Listening to Bill’s high-pitched words, Sam’s mind went back to a blizzard three years ago, when he had spent a night with Bill on the headwaters of Bear River, near Sublette Mountain. About forty feet from their fire had stood Bill’s old grayed-over and grizzled pack mule. Its guts filled with Western bunch grass and cottonwood bark, it stood, half dead with cold and age, and sound asleep over its picket pin, its limbs drawn a little under it, its rump in the blizzard, the stark bone of its back arched in the driven sleet, the whole weathered skinny carcass wavering a little from side to side, as, disturbed in its slumber, it opened its eyes a narrow slit to survey the storm.
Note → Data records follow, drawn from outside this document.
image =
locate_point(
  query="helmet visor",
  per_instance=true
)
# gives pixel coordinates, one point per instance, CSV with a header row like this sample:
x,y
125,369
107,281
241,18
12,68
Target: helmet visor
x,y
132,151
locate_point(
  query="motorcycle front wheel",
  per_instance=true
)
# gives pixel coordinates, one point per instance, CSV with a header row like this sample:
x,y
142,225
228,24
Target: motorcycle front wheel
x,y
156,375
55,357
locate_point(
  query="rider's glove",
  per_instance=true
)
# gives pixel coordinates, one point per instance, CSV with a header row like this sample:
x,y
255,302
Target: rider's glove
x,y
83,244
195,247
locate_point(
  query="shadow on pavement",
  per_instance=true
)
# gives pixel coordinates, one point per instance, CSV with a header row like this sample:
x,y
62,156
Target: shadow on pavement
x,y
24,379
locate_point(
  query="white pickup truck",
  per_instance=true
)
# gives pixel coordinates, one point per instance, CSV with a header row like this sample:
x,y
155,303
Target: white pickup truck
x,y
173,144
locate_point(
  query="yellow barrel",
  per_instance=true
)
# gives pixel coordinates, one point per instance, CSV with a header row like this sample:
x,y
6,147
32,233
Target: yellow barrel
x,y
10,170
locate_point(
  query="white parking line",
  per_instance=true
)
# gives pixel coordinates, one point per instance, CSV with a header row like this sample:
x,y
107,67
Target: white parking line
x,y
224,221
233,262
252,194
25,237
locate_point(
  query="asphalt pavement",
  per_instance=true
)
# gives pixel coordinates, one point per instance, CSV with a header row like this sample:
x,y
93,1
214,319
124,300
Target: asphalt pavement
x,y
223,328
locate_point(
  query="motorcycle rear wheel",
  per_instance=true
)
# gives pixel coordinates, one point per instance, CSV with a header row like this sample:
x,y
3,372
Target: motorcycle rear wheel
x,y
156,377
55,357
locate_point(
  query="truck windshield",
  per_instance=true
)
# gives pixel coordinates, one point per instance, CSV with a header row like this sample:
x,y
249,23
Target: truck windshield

Now and then Bill had looked round him with piercing intentness at the driven white winds but always in the end his gaze came back to his faithful mule; and at last he had risen to his creaking legs and said, "I’ll be dogged iffen I doan think I’d best put a robe over Balaam. It ain’t as warm here as it wuz in Moab and he do seem to be shiverun powerful hard."
"Ivar live?" Sam asked at last.
"I’l1 be dogged if he didden. But didden ole Hugh Glass live? It takes a lot, me boy, ta kill a mountain man."